Buy IndiaMART Intermesh Ltd For Target Rs. 6,000 - ICICI Securities
Sector tailwinds to aid robust recovery
We reinitiate coverage on IndiaMART InterMESH (IndiaMART) with a BUY rating and target price of Rs6,000 (~38% upside). We believe the company is likely to deliver strong revenue growth of ~34% YoY in FY23E despite declining margins as it hires personnel aggressively to capture growth in the discovery and classifieds space over FY23E-FY25E (revenue CAGR of ~64.6%). We believe the margins reported in FY22 were one-off and we are not overly concerned about a likely decline in FY23E. We expect margins to improve in FY24E/FY25E as increased collections arising from investments into the workforce start to reflect in revenue. We estimate EBITDA margin to improve by ~350bps over FY23E-FY25E. Stock has already corrected ~50% over the last year and, at current valuations of ~37x 1-year forward EV/EBITDA, we think it is a compelling BUY, given likely growth prospects.

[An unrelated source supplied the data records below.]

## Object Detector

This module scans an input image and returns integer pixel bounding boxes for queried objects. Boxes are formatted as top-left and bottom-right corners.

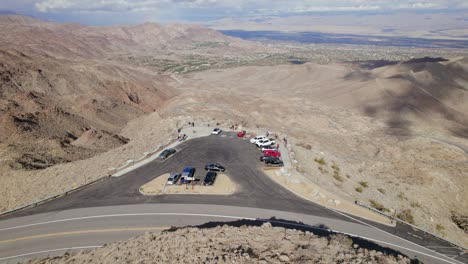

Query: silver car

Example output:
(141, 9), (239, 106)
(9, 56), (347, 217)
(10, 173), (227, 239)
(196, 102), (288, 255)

* Key beneficiary of strong growth in B2B e-commerce space. We have created a proprietary model to assess the total addressable market (TAM) size and revenue opportunity for the B2B e-commerce segment in India. The total TAM for the B2B ecommerce segment as of FY23E is ~US$25bn by our estimates and this is likely to grow very rapidly led by increasing digital penetration. We estimate digital penetration in India B2B e-commerce at ~1.2% by the end of FY23E compared to 13% (2019) in the US (link). We estimate B2B e-commerce CAGR at ~55.8% over FY23-FY25E. In our view, IndiaMART is likely to be a key beneficiary of this growth. (Link to our detail report)
* All growth drivers in place for the medium term. We think revenue growth in IndiaMART will be driven by: 1) growth in paying subscribers for the core business, 2) increasing revenue contribution from Platinum customers, and 3) strong growth in new business segments. We estimate a revenue CAGR of ~32% over FY22-FY25E. We are higher than consensus revenue estimates by 4%/14%/21% over FY23E/FY24E/FY25E. We expect EBITDA margin decline in FY23E to accommodate front-loaded investments into manpower and outsourcing. For FY24E, we estimate EBITDA margin expansion led by employee efficiency improvement – and in FY25E we expect efficiencies of scale to start playing out. We are 10%/20%/26% higher than consensus EBITDA estimates over FY23E/FY24E/FY25E.
* Reasonable valuations; favourable risk-reward skew. IndiaMART is currently trading at ~37x 1-year forward EV/EBITDA correcting ~55% in the past year. We believe the company is likely to deliver strong revenue growth of ~34% YoY in FY23E despite declining margins as it hires personnel aggressively to capture growth in the discovery and classifieds space over FY23E-FY25E (revenue CAGR of ~64.6%). We value the stock at ~34x FY24E EV/EBITDA. We believe the stock at current valuations has a favourable risk-reward ratio of 3.1:1 (heavily skewed to the upside).